Hoeveel bedrijven last hebben van fraude en diefstal, daar durft Hoffmann geen schattingen van te geven. In meer of mindere mate heeft iedere onderneming er wel last van, denkt hij. Daarbij een waarschuwing: “Als je geen rekenschap geeft van het fenomeen, reken dan maar dat je er last van hebt. Struisvogelpolitiek is het domste dat je kunt doen, op dit gebied.”

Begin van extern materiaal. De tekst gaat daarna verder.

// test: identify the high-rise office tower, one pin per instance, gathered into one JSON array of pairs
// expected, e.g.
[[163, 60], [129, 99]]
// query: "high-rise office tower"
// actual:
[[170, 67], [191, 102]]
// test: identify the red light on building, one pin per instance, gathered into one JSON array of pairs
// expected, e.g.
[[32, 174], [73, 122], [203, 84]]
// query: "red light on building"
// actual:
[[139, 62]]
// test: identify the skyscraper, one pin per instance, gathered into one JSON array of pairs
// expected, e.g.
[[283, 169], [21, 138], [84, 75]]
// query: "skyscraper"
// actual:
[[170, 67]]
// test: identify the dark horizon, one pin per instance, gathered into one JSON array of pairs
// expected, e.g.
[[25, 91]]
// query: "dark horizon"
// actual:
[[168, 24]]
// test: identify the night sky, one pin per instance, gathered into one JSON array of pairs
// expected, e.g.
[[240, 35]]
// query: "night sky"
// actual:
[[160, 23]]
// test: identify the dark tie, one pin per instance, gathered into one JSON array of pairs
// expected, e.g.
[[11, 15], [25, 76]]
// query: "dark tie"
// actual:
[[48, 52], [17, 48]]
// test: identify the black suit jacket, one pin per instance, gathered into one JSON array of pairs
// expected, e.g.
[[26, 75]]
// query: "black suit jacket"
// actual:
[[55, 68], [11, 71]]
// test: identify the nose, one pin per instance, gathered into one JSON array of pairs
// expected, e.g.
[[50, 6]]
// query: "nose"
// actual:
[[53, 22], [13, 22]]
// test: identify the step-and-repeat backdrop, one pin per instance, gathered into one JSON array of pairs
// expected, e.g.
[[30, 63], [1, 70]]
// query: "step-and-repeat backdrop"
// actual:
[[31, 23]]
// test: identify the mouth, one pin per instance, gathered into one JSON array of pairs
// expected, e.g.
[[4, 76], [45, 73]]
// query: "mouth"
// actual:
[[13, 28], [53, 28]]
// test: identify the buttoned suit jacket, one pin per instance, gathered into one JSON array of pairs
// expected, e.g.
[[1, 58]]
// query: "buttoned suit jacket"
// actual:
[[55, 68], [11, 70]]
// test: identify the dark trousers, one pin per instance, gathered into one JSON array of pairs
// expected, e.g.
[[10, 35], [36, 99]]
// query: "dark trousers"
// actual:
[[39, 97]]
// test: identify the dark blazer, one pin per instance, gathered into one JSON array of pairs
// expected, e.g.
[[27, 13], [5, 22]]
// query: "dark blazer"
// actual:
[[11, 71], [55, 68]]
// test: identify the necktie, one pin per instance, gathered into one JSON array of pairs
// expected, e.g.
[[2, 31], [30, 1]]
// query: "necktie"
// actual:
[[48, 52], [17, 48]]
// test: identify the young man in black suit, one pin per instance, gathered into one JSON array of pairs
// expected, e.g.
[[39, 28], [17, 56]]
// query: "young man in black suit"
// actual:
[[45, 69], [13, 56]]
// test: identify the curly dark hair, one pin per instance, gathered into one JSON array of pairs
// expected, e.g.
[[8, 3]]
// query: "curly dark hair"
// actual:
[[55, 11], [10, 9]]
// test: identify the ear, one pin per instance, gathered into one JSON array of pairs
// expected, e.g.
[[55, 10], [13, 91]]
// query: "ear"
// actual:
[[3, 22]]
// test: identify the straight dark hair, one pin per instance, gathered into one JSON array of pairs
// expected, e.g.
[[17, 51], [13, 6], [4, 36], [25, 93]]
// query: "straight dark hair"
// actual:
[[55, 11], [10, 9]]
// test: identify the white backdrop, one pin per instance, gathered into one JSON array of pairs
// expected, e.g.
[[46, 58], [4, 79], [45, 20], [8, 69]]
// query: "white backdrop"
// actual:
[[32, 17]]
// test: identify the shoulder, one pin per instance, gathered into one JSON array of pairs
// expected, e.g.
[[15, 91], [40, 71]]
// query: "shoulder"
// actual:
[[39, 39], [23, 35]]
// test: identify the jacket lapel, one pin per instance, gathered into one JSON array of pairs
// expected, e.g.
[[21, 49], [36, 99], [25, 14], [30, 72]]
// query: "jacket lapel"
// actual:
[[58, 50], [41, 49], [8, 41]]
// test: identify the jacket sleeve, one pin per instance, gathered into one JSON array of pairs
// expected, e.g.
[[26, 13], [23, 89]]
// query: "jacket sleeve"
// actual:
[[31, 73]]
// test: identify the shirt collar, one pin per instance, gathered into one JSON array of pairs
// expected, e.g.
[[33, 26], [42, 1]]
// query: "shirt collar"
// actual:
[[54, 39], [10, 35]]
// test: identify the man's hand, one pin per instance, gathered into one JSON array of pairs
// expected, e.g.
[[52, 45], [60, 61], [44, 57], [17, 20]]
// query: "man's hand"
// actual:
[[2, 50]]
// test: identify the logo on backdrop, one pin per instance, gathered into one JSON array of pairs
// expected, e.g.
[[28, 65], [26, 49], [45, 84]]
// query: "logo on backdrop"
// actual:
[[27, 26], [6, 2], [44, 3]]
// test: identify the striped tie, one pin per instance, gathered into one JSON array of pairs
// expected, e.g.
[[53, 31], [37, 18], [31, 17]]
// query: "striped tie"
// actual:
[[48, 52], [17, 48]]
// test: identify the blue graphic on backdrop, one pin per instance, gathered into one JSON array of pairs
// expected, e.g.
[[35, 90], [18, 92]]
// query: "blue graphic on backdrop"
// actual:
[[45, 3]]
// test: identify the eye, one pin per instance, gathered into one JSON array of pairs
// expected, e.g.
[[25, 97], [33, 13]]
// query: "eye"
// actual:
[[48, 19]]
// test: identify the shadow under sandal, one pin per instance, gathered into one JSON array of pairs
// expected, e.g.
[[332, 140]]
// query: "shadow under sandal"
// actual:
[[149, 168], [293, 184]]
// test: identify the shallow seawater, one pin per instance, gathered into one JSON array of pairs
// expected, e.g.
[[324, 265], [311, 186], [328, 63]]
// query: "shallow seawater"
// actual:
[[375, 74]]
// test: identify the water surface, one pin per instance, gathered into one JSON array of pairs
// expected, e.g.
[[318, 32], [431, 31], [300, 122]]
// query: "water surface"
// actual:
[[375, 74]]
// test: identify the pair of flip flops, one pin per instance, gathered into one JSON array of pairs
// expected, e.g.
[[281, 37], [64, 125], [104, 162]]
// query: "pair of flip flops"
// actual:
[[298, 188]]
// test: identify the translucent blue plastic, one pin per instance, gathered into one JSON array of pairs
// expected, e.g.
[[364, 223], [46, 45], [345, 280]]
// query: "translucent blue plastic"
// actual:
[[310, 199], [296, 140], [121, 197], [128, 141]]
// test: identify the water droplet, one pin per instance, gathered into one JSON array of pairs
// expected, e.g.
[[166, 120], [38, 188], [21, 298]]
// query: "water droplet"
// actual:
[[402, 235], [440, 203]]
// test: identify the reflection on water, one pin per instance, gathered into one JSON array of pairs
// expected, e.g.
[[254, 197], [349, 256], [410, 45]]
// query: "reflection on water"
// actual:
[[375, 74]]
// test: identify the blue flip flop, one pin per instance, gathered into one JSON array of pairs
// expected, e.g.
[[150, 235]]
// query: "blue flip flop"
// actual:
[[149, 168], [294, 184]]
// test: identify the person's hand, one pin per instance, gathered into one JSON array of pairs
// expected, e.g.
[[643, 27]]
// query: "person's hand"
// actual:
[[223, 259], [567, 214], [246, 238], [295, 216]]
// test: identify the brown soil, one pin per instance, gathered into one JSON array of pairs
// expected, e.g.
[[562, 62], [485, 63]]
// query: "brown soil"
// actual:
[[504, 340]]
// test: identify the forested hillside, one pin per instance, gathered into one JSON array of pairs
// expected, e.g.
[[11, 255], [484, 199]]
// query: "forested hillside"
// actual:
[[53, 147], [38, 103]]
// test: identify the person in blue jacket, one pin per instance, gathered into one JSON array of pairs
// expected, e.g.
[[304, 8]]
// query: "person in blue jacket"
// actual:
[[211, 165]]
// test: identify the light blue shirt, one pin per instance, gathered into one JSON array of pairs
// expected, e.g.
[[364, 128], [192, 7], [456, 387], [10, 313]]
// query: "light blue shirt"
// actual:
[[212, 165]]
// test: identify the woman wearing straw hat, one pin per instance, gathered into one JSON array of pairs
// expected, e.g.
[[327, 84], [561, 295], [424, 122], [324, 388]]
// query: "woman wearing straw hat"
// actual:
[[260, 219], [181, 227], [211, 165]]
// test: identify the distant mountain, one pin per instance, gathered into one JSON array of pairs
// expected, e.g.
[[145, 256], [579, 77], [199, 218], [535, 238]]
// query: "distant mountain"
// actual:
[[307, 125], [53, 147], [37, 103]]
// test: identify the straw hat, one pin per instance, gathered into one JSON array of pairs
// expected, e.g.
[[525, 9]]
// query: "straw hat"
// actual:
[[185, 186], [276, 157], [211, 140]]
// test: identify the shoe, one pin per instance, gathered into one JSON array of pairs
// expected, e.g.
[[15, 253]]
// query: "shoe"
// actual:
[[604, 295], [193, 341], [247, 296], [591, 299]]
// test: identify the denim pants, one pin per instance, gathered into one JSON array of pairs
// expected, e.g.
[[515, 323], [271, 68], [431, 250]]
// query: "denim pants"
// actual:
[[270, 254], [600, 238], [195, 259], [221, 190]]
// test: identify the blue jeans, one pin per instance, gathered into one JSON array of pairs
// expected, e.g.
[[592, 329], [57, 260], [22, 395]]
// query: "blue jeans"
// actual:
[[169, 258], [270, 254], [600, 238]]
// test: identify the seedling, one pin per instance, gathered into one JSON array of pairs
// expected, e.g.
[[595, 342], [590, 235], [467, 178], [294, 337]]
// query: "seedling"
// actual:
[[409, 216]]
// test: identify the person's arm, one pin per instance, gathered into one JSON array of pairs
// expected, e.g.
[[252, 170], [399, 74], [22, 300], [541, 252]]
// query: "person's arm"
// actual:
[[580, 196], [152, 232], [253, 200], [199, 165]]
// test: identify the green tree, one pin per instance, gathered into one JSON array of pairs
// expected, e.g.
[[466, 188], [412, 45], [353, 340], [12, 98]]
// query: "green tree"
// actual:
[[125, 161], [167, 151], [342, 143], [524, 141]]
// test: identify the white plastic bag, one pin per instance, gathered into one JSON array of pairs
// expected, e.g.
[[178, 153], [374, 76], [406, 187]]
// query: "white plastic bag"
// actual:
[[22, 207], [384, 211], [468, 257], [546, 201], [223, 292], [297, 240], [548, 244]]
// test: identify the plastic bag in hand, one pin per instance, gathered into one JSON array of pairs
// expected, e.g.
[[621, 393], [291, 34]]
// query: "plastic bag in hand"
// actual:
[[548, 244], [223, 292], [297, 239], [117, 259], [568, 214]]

De rechercheur onderscheidt binnen een onderneming witte, grijze en zwarte zielen. “Als je dan geen regels instelt, dan gaan de grijze zielen zelf een pakket secundaire maatregelen samenstellen, waar je geen weet van hebt. En als je dan een ook nog een zwarte ziel binnenhaalt, dan heb je grote problemen. Je krijgt een boeventent.” Anderen geven wel cijfers: Fraude en diefstal door medewerkers in Nederland zou zo’n drie miljard euro per jaar kosten. En niet de schoonmaker is de schuldige; in 30 procent van de gevallen is de dader een leidinggevende. Zeven van de tien daders zijn al langer dan vijf jaar in dienst, 35 procent langer dan elf jaar. Een op de zes is zelfs al meer dan 21 jaar in dienst.
Spelregels
Een beleid dat fraude en diefstal zo veel mogelijk uitbant, is gestoeld op drie pijlers. In de eerste plaats is het mensenwerk, benadrukt ook Hoffmann. “Je krijgt wat je verdient. Als je aandacht besteedt aan het zoeken van het juiste personeel, dan zul je minder last hebben. Zeker als de arbeidsmarkt krap is, is het verleidelijk om snel mensen aan te nemen, maar juist dan moet je je eigen regels in stand houden.” Daarnaast is de cultuur van het bedrijf van groot belang: hoe staat de ondernemer erin? Hoe gaan ledinggevenden om met diefstal? Donner heeft niet goed gecommuniceerd dat de spelregels bij zijn ministerie anders zijn dan de oud-journalisten gewend waren. Dat werkt fraude in de hand. “Als je in de koperindustrie werkt, leer je je mensen zuinig om te gaan met het materiaal, zodat er geen grote restpartijen overblijven die interessant kunnen zijn voor de beunhazen. In de bouw net zo. Als je je regels zichtbaar maakt en als er openlijk over wordt gesproken, dan hoef je organisatorisch eigenlijk weinig meer te doen. Het belangrijkst is stelselmatig screenen, zeker de sleutelfuncties.” (RR)
Diefstal voorkomen?
- Mensenwerk. Screen nieuw personeel heel goed. Een dader is natuurlijk nooit van tevoren te herkennen, maar screening zorgt wel voor meer ‘witte’ zielen.
- Cultuur. Wat zijn uw denkbeelden over fraude en diefstal? Communiceer duidelijk de normen en regels van het bedrijf, en zorg ervoor dat uw personeel ervan doordrongen raakt.
- Organisatie. Stel een regelmatige screening in, zeker van de sleutelfuncties binnen de onderneming. Maak de huisregels zichtbaar.
De dader herkennen?
- ‘Ik kan er niks mee mee.’ Werknemers verkopen goederen onderhands
- Opslag. Sommige daders slaan de te stelen spullen eerst binnen hetbedrijfspand op. Check systeemplafonds, vergeten kasten en de omgeving van de uitgang
- ‘Even een luchtje scheppen’. Medewerkers die opvallend vaak een excuus zoeken om ‘even buiten de zaak’ te zijn en dan met spullen naar buiten lopen.
- ‘Ik loop achter.’ Als het bedrijf te maken heeft met collectieve sluiting, zoals met kerst of de bouwvak, dan wordt het door de fraudeur geleden ‘verlies’ vaak in de periode na de vakantie ingelopen en ‘hersteld’.
- Verdoezeling. Het in stand houden van rommelige en vervuilde opslagplaatsen, ondanks opdracht geven tot orde en netheid is ook een fraudesignaal. Net zoals het regelmatig aantreffen van lege verpakkingen in het magazijn, verstopt tussen andere wel gevulde verpakkingen.